Dos Santos AA, López-Granero C, Farina M, Rocha JBT, Bowman AB, Aschner M
(2018) Food Chem Toxicol 113: 328-336
MeSH Terms: Animals, Astrocytes, Caspase 3, Caspase 9, Cell Death, Cells, Cultured, Enzyme Activation, Lim Kinases, Methylmercury Compounds, Mice, Inbred C57BL, Myosin-Light-Chain Phosphatase, Oxidative Stress, Phosphorylation, Proteolysis, rho-Associated Kinases
Show Abstract · Added April 11, 2018
Methylmercury is a toxic environmental contaminant that elicits significant toxicity in humans. The central nervous system is the primary target of toxicity, and is particularly vulnerable during development. Rho-associated protein kinase 1 (ROCK-1) is a major downstream effector of the small GTPase RhoA and a direct substrate of caspase-3. The activation of ROCK-1 is necessary for membrane blebbing during apoptosis.

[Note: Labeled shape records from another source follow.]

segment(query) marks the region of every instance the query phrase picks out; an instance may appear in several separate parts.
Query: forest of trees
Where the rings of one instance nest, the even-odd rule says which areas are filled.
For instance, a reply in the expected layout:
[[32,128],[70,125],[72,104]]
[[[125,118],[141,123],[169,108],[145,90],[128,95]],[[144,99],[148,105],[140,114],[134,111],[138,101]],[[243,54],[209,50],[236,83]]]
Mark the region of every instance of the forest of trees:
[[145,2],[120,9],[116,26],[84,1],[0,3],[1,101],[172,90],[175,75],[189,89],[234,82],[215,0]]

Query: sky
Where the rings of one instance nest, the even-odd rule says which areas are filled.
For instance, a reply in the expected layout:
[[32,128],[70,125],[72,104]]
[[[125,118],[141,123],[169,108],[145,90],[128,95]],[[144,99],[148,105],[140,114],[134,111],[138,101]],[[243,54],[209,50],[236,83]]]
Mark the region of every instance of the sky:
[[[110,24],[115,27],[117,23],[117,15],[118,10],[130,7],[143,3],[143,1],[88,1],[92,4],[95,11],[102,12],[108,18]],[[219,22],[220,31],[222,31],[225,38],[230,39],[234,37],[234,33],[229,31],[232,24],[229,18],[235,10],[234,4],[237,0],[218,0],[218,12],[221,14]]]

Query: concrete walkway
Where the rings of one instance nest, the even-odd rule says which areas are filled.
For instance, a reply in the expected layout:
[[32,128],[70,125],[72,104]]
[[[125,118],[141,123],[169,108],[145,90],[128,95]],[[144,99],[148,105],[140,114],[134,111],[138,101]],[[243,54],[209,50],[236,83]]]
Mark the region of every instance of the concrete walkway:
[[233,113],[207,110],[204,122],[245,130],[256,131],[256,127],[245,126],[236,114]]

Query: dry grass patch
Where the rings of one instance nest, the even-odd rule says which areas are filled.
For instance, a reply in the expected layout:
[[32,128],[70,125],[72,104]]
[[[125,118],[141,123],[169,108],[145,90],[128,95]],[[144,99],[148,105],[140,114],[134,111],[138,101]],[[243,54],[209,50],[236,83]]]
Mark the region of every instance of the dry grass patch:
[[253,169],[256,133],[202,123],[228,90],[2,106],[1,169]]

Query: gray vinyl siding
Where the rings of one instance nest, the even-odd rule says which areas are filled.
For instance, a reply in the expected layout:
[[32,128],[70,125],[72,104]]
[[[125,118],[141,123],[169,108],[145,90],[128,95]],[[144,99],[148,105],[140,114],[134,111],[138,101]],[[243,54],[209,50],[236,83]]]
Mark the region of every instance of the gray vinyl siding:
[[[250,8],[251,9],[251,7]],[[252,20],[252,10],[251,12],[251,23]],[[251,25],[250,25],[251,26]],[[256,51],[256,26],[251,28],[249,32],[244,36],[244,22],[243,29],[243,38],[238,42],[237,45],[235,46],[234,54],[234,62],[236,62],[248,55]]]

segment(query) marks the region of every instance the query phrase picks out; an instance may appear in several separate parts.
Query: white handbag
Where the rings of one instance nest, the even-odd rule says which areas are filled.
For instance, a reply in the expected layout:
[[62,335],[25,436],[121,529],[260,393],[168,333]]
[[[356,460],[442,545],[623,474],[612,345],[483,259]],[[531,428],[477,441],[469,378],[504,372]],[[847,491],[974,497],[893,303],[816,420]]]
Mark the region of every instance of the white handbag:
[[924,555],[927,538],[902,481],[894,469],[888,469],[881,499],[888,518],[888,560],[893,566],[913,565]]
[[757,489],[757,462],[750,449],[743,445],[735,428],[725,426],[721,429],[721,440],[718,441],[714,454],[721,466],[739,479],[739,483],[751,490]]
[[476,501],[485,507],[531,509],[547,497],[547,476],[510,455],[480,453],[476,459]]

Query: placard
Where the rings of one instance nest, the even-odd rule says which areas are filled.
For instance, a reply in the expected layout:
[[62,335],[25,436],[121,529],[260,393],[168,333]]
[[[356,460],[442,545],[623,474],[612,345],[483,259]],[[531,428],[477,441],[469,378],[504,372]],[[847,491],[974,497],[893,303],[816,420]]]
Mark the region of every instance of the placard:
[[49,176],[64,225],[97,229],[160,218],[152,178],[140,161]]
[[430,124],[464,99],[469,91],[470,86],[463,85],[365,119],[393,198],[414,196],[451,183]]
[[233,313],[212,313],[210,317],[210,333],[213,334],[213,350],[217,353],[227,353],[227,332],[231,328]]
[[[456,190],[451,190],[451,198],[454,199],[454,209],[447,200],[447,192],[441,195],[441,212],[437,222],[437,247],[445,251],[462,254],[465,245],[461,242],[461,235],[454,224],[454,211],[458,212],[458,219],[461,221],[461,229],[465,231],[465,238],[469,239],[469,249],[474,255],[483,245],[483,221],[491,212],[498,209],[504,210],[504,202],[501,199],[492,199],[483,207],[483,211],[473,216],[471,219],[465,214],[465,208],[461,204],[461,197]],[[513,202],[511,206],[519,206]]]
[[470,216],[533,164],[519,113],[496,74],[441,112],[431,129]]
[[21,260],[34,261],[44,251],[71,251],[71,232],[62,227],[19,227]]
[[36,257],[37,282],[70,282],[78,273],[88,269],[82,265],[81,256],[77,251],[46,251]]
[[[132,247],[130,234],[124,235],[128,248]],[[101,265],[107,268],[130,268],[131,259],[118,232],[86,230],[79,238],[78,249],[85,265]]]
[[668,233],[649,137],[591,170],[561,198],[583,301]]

In this work, we examined whether MeHg could affect the RhoA/ROCK-1 signaling pathway in primary cultures of mouse astrocytes. Exposure of cells with 10 μM MeHg decreased cellular viability after 24 h of incubation. This reduction in viability was preceded by a significant increase in intracellular and mitochondrial reactive oxygen species levels, as well as a reduced NAD/NADH ratio. MeHg also induced an increase in mitochondrial-dependent caspase-9 and caspase-3, while the levels of RhoA protein expression were reduced or unchanged. We further found that MeHg induced ROCK-1 cleavage/activation and promoted LIMK1 and MYPT1 phosphorylation, both of which are the best characterized ROCK-1 downstream targets. Inhibiting ROCK-1 and caspases activation attenuated the MeHg-induced cell death. Collectively, these findings are the first to show that astrocytes exposed to MeHg showed increased cleavage/activation of ROCK-1, which was independent of the small GTPase RhoA.
Copyright © 2018. Published by Elsevier Ltd.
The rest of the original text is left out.